The Swapo politburo has formally endorsed the proposal, which calls for the need for a post-mortem of the ruling party and its presidential candidate’s performance in the November 2019 elections.
President Hage Geingob won the presidential election after receiving 56% of the total vote, compared to his rival and independent presidential candidate Dr Panduleni Itula who acquired 29%.
While rural areas predominantly supported Geingob, many urban centres voted for Itula.
“We have all seen the outcomes of the November 2019 Presidential and Parliamentary elections. These outcomes have obliged us the Swapo party to commence with the process of introspection following last December’s Central Committee meeting where I motivated the need for a post-mortem of the Swapo party and its presidential candidate’s performance in the November 2019 elections,” Geingob noted yesterday during the official opening of cabinet.
He explained the purpose of such a post-mortem is to better prepare, position and equip the ruling party for the changing times and challenges in society and the world.
Hence, he noted, the first politburo meeting of 2020 has formally endorsed this proposal.
However, he said, it is important to understand and frame the results of the 2019 elections to arrive at an introspection that is reality-based.
He also dismissed claims of some analysts that the loss of Swapo’s two-thirds majority in the National Assembly by one seat is a big failure.

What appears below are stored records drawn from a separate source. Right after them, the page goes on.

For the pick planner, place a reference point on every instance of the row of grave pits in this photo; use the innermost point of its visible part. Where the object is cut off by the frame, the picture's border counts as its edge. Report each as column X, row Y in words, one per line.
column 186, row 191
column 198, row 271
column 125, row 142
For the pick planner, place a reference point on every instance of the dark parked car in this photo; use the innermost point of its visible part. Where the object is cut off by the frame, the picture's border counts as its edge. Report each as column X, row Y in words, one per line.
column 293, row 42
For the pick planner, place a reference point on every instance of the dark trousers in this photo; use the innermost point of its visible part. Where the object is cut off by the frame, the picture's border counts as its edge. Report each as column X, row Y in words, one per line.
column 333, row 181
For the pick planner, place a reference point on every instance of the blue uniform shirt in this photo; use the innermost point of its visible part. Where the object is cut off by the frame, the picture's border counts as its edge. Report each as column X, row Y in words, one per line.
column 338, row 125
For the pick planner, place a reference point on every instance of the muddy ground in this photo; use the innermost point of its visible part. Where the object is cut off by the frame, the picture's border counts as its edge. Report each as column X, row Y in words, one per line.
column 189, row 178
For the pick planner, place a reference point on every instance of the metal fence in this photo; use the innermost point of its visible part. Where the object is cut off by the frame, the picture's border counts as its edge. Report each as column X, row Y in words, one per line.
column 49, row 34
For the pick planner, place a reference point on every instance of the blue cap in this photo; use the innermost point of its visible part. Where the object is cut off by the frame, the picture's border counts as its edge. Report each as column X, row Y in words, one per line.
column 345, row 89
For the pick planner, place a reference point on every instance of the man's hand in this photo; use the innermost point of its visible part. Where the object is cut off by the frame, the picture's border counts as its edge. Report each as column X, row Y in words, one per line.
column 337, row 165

Geingob said Swapo indeed got a massive mandate of 66% and 63 seats against its nearest rival with 16% and 15 seats.
“I understand this result as the voice of the electorate, which is saying we still trust you and have confidence in you as our ruling party. But wake up. We need you to prioritise and improve in the areas which will uplift us, the people, who voted you to parliament,” he stated.
He explained the people said they want Swapo members of parliament to dutifully attend session, present issues of concern to them and engage in quality and constructive development and prosperity-centred debates.
He noted the electorate also want lawmakers to pass laws that will help the people to escape poverty through access to more economic opportunities and ownership of their own resources.
According to Geingob, the reduced vote tally of 56%, which by far outstripped the 29% of the nearest losing candidate, is a direct message from the electorate that “Yes, we give you the mandate as the person that we most trust among all the presidential candidates in Namibia, but we don’t want to have business as usual. Appoint ministers who are serious, focused, hardworking and honest about uplifting the people from poverty and are not insensitive to the needs of the people.”
He asked ministers to promote, explain and defend the government’s work so that the people can understand and support it. He also told them to answer questions when the media is asking about their operations and not to hide away.
Geingob applauded the deputy minister of education, Anna Nghipondoka, and her executive director Sanet Steenkamp for doing a great job by touring the regions and explaining to stakeholders the revised curriculum.
He also commended the minister of health, Kalumbi Shangula, for responding to questions on television.
He wants ministers to avoid sitting on investment projects for five years, which could have brought employment and prosperity for the people if implemented.